3 minute read

LIZZIANE NEGROMONTE AZEVEDO | AO ESPREGUIÇAR DO SOL

AO ESPREGUIÇAR DO SOL

LIZZIANE NEGROMONTE AZEVEDO| Monteiro, PB.

Advertisement

29

Inácio caminhava levando uma enxada nas costas e um saco em

uma das mãos. Era noite. A lua e as estrelas iluminavam-lhe a passagem. Àquela hora não costumava passar gente por ali. Em sítio dorme-se com as galinhas. A cada passo, a chinela arrastando e levantando poeira, ele pensava mais fortemente no desejo que o consumia. Ele não sabia lidar com essas coisas de sentimento. Fora

criado no meio do mato. Falava pouco. Não tinha estudo. Por onde andava ficava pelos cantos, feito bicho acuado. O chapéu sempre baixo, cobrindo-lhe os olhos.
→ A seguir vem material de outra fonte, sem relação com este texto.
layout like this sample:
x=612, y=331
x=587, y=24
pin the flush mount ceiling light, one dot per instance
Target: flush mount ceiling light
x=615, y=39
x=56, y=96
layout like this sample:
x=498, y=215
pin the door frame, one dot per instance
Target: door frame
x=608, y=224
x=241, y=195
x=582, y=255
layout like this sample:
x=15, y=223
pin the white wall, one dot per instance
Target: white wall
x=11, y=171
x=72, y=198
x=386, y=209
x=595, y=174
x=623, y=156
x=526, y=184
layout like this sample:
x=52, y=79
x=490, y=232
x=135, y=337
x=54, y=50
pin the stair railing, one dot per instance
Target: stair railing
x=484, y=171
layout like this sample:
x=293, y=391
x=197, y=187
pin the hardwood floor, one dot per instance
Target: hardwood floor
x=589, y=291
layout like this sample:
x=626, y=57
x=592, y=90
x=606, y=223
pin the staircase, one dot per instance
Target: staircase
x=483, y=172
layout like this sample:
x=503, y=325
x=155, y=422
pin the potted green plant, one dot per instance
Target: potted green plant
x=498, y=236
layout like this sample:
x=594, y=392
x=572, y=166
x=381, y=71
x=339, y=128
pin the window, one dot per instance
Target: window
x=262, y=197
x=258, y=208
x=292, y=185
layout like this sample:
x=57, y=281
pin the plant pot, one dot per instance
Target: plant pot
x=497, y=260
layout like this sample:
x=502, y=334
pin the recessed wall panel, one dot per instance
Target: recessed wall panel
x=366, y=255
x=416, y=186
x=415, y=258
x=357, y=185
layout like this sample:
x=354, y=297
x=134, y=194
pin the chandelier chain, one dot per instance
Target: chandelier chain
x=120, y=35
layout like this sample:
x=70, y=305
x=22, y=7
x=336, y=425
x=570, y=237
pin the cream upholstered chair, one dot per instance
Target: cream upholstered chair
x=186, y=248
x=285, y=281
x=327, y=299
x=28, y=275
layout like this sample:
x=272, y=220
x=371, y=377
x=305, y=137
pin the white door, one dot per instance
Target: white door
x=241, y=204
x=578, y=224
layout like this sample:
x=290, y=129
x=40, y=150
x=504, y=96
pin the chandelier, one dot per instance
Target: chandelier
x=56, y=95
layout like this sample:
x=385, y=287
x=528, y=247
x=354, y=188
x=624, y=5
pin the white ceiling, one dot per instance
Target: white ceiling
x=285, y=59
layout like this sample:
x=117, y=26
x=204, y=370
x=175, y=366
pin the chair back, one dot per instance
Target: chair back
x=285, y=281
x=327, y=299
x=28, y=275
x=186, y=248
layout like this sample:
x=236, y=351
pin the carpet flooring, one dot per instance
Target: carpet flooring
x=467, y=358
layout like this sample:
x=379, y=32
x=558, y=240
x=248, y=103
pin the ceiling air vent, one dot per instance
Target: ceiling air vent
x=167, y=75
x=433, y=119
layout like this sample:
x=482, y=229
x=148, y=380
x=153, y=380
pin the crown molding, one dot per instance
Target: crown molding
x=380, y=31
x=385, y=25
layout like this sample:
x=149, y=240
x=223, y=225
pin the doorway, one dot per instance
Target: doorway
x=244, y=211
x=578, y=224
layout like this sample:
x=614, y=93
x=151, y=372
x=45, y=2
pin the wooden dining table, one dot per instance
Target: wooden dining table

Quem o via não o mirava por muito tempo, com medo não só da sua figura obtusa como do facão sempre à cintura. Razão pela qual tinha fama de ser cabra valente. Não podia ser diferente, capataz que se preze anda armado. Apesar da casca dura que o revestia, Inácio era todo amor, desde que conheceu Josefa. Tentou falar com a moça diversas vezes, mas sem sucesso. Faltava-lhe a voz, fugia-lhe o ar. O máximo que conseguia era acenar de cima do cavalo ao passar pela barragem onde ela lavava roupas. Ele ficava furibundo por causa disso. “Frouxo! Tu é um frouxo mesmo, besta!”, xingava-se com raiva. E mais envenenado ficou quando viu, pela manhã, outro conversando com a sua “Zefinha”. O sangue subiu-lhe ligeiro e quente. Pegou no cabo do facão por instinto. “Maldito!”, praguejava em voz baixa, longe do casal. Pronto. Isso foi suficiente para que ele saísse noite adentro com uma enxada nos ombros e um saco nas mãos. Durante o trajeto falava sozinho: “De hoje não passa!”, “Eu cegue se não fizer isso hoje!” Quando avistou a casa de Josefa, silenciosa e calma em seu sono, estremeceu, mas não desistiu. A casa era rodeada por samambaias, suculentas, coroas de frade, espadas de São Jorge e outros tantos de plantas. Era um verdadeiro oásis no meio daquele tempo seco e poeirento. Josefa morava sozinha e adorava aquelas companhias fotossintéticas. “Ela ia ver só!”, pensava, enquanto tirava as chinelas dos pés. A ira fazia-o ser rápido, sem deixar de ser silencioso. Num piscar de olhos abriu doze covinhas, formando um

30

pequeno retângulo, bem em frente à janela do quarto de Josefa. Aos poucos foi concluindo o serviço. No dia seguinte daria um belo susto em todo mundo. “Quero mesmo ver se o desgraçado ainda vai procurar por ela!”, ruminava sua angústia. O suor pingava-lhe da testa, mas estava feliz com o trabalho. Contemplou-o admirado e aliviado. Suas mãos ardiam, arranhadas. O sangue brotou de uma delas ao retirar um espinho encravado. Apesar do cansaço, acreditava que tudo o que fez valeria à pena. Estava feliz e vingado. Juntou tudo o que trouxera e partiu de volta para casa, mas não sem antes deixar um pedaço de madeira no local com um nome garatujado com carvão: Inácio. Não era covarde, assumia a autoria dos seus feitos. Não dava a ninguém o privilégio da dúvida. Antes mesmo de o sol começar a se espreguiçar, Josefa abriu a janela do quarto. Levantava cedo. Varria o terreiro, tomava um café com bolachas, fazia o almoço, arrumava a casa e seguia para a barragem, onde exercia sua profissão: lavadeira. Ela deu um pulo e benzeu-se, quando finalmente abriu as janelas. Um pequeno roseiral vermelho erguia-se diante dela. Correu para o lugar, curiosa. Leu a placa de madeira e sorriu. O sol finalmente nasceu.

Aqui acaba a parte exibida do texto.